An Encounter in Morocco

I was somewhat surprised to discover recently that one of the most common search terms that lead readers to this blog is “Ahmed Marzouki.” You’ll remember that Marzouki is a former political prisoner who spent 18 years and 3 months of his life in the infamous Tazmamart jail. I wrote a review on this blog of his incandescent memoir, Tazmamart: Cellule 10, a few years ago.

I bring this up because I was recently reading Neil MacFarquhar’s new book, The Media Relations Department of Hizbollah Wishes You A Happy Birthday: Unexpected Encounters in the Changing Middle East. (Phew. What a mouthful!) This is a memoir of the years MacFarquhar spent in the region, and it includes a chapter on meeting Marzouki. Here is an excerpt:

“It is hard to find words to describe the horrors we lived—all alone, no light, no medicine, little food,” Marzouki said to me. Every time I asked him to remind me how long he had been a prisoner, he always responded “eighteen years, three months,” not rounding off a moment. “It was an eternal night.”

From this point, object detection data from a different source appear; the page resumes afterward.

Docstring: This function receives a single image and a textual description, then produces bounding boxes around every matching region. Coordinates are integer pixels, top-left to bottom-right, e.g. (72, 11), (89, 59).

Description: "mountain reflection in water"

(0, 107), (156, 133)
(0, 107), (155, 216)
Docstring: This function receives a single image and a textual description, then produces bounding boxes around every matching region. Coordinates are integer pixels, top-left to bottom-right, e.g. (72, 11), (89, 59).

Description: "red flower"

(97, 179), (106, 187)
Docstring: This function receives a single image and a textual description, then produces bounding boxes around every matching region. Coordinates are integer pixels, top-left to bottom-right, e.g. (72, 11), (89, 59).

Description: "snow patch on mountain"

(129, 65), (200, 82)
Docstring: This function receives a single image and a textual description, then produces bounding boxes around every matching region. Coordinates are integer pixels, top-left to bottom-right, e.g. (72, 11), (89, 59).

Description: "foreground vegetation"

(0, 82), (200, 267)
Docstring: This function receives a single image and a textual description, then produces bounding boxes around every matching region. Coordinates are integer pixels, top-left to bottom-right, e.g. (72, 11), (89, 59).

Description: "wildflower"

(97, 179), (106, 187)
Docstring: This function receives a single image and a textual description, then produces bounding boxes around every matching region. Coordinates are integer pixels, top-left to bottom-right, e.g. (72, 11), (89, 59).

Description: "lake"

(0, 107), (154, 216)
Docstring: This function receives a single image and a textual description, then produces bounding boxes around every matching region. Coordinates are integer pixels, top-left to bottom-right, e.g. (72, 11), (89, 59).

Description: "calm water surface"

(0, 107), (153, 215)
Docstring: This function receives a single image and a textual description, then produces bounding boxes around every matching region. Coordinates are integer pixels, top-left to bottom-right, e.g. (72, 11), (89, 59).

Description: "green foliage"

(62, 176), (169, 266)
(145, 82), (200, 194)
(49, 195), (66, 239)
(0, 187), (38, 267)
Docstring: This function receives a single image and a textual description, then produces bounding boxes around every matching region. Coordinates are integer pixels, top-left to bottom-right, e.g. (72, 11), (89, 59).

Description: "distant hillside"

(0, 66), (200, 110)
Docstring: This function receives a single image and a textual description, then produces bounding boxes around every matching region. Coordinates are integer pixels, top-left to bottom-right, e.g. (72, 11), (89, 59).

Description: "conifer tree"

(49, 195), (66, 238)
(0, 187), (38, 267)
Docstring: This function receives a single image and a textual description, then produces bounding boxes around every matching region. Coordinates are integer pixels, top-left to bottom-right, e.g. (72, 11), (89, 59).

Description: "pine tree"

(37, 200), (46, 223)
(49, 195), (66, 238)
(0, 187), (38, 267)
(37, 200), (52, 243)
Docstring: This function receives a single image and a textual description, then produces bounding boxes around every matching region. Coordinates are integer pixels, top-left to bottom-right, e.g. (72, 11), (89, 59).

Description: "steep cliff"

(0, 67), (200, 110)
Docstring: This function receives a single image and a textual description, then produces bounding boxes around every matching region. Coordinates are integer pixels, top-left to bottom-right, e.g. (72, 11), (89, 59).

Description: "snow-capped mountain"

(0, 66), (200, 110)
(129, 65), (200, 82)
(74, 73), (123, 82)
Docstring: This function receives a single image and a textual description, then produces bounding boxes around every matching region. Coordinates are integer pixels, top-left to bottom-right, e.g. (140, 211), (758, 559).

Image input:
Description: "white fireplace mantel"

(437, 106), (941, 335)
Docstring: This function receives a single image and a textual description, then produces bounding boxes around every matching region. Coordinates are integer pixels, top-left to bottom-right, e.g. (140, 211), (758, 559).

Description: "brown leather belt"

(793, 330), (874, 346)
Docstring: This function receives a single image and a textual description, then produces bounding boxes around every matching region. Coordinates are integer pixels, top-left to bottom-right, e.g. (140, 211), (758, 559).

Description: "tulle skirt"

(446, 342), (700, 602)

By bribing sympathetic guards, the men finally got word to their families that they were still alive despite the fact that King Hassan and his senior advisers denied that Tazmamart existed. The first significant break came after one officer’s daughter, a high school senior, scored among the top ten students in the entire country on the mandatory university entrance exams. During an audience with King Hassan, the king asked if there was anything they wanted and the girl bravely asked when her father was going to be released from Tazmamart. As Marzouki described it, the king calmly turned to an aide and asked, “Is anyone still alive in Tazmamart?” It took several more years before an international campaign finally pressured the monarch to release the men in September 1991. “We were ghosts, skeletons who could barely talk.”

MacFarquhar’s book came out in April; I picked up a copy at the lovely Harvard Bookstore in Cambridge.